The company recently unveiled Project Gr00t, its AI platform for developing humanoid robots. A key challenge in creating robots suitable for everyday tasks has been the lack of high-quality training data. Nvidia believes it has found a solution by combining human-generated and synthetic data.
Jim Fan, Senior Research Manager and Head of Embodied AI at Nvidia, explained on LinkedIn that the company is using Apple Vision Pro to record sample actions for robots. Humans wearing the headset control robots from a first-person perspective, performing tasks like making toast or retrieving a glass from a cupboard.
"Vision Pro parses human hand pose and retargets the motion to the robot hand, all in real time. From the human’s point of view, they are immersed in another body like the Avatar. Teleoperation is slow and time-consuming, but we can afford to collect a small amount of data," Fan writes.

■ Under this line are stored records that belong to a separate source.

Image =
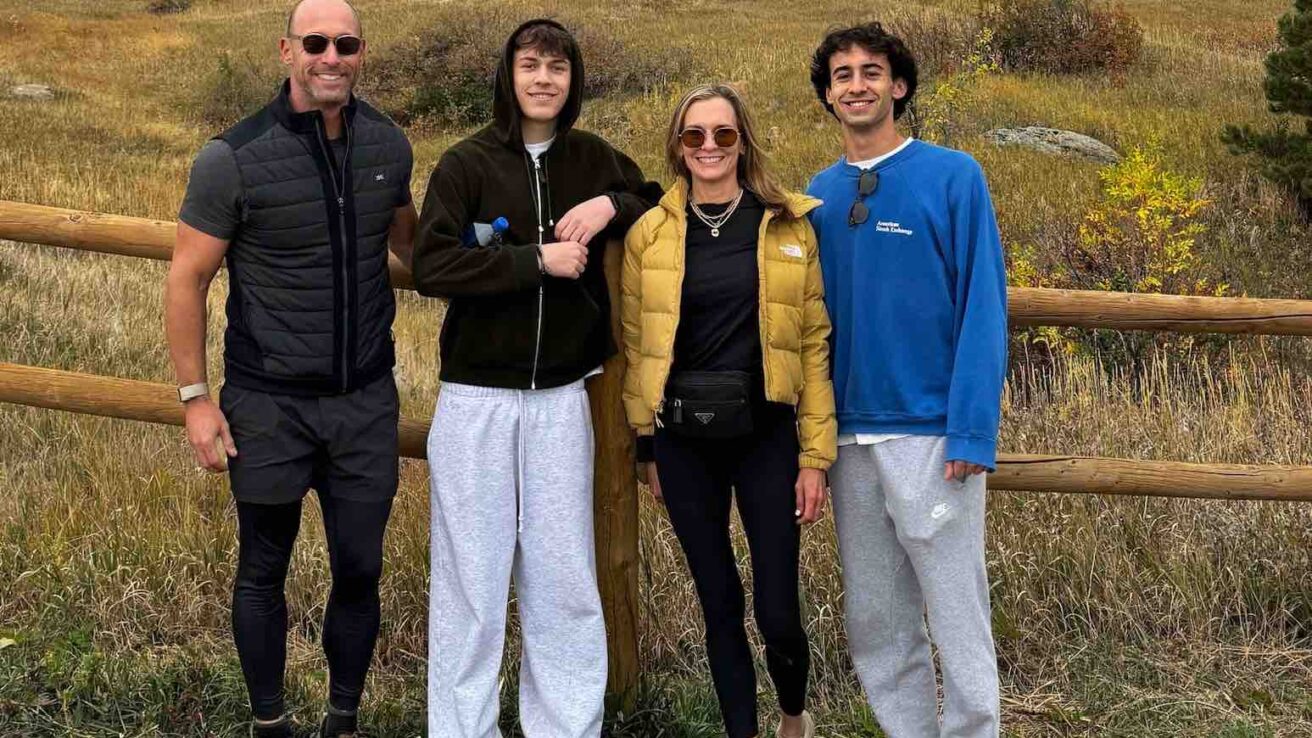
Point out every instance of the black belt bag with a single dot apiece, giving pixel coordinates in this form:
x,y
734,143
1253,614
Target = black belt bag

Nvidia then uses its RoboCasa simulation framework to multiply this data by a factor of 1,000 or more. The company's MimicGen system further expands the dataset by generating new actions based on the original human data, filtering out unsuccessful attempts.

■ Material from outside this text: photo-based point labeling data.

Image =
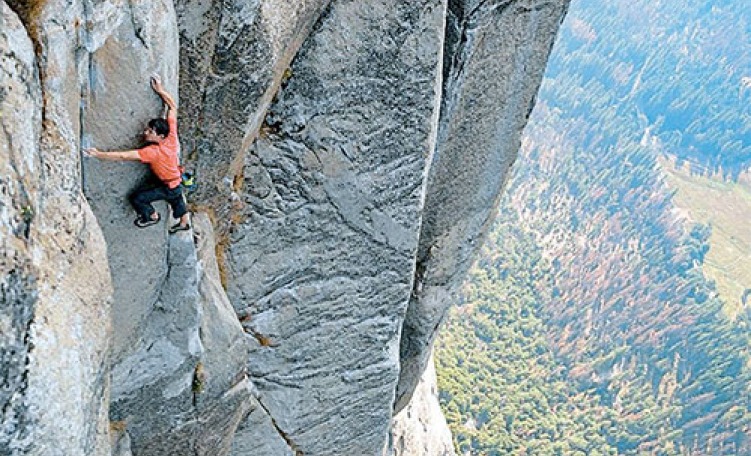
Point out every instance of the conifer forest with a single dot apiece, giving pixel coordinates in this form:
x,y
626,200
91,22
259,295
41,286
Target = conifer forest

"This is the way to trade compute for expensive human data by GPU-accelerated simulation. A while ago, I mentioned that teleoperation is fundamentally not scalable because we are always limited by 24 hrs/robot/day in the world of atoms. Our new GR00T synthetic data pipeline breaks this barrier in the world of bits," Fan writes.
Using real-world data and scaling it up could help close the so-called reality or sim-to-real gap. This term describes the difficulty of transferring robotic systems trained solely in a simulation to what is usually a much more complex reality.
Jensen Huang has a three-computer problem
At this year's Siggraph conference, Nvidia CEO Jensen Huang explained to Wired reporter Lauren Goode what he termed the "three-computer problem" in robotics development. Huang outlined that the process requires separate computers for creating the AI, simulating it, and running it in the actual robot. He emphasized that this multi-stage approach ensures AI models are thoroughly designed, tested, and optimized before real-world deployment.
RoboCasa is now fully open-source and available at robocasa.ai. MimicGen is also open-source for robotic arms, with a version for humanoids and five-fingered hands in development.